Abstract 2214: Risk Factors for Aborted Cardiac Arrest or Sudden Cardiac Death in Children with the Congenital Long QT Syndrome
Background: Previous studies evaluating predictors for cardiac events in patients with the congenital long QT syndrome (LQTS) included syncope as the predominant endpoint, whereas data on risk factors for fatal or near fatal events during childhood are limited.

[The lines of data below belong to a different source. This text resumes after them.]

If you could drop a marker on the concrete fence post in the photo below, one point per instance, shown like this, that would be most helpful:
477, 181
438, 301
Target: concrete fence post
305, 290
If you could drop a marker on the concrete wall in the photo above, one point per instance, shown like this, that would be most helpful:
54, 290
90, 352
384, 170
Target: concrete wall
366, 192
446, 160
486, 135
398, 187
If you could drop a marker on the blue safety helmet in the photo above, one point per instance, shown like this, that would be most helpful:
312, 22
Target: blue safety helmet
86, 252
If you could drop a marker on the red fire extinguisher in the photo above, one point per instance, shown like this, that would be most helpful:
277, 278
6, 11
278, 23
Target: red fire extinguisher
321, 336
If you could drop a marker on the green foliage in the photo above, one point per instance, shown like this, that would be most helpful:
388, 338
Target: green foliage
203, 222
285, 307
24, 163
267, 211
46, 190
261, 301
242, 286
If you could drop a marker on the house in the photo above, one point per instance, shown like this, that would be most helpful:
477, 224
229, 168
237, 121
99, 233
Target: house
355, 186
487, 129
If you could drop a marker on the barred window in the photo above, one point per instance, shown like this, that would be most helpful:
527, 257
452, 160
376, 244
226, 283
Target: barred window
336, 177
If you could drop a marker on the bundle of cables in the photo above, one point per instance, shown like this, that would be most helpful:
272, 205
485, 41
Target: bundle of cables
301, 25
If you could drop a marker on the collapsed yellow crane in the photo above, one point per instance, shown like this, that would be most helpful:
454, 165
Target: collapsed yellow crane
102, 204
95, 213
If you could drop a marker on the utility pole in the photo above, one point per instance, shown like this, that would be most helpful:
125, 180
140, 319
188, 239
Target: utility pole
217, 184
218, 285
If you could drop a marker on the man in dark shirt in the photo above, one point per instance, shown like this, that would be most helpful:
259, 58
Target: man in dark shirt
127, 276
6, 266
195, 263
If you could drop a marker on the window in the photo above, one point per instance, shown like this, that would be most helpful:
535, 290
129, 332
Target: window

Methods: Cox proportional hazards regression modeling was used to identify risk factors for aborted cardiac arrest (ACA) or LQTS-related death in 3,636 children (ages 1 through 12 years) diagnosed with LQTS by prolonged corrected QT interval (QTc) criteria for age and gender from the International LQTS Registry. The efficacy of β-blocker therapy, analyzed as a time-dependent covariate, for the reduction in the risk of fatal or near-fatal events was assessed within identified risk subgroups of study subjects.
Results: Risk factors independently associated with ACA or death included a maximum QTc interval duration ≥500 msec during follow-up; the occurrence of time-dependent syncope; male gender; and ECG documentation of torsade de pointes during follow-up (Table⇓). β-blocker therapy was associated with a significant reduction in the risk of ACA or death in high-risk patients who experienced syncope during follow-up (HR = 0.44 [95% CI 0.23 – 0.84]; p = 0.01).
Conclusions: Clinical and ECG factors identify LQTS children with increased risk for fatal or near-fatal events. β-blocker therapy is associated with a significant benefit in the high-risk subset.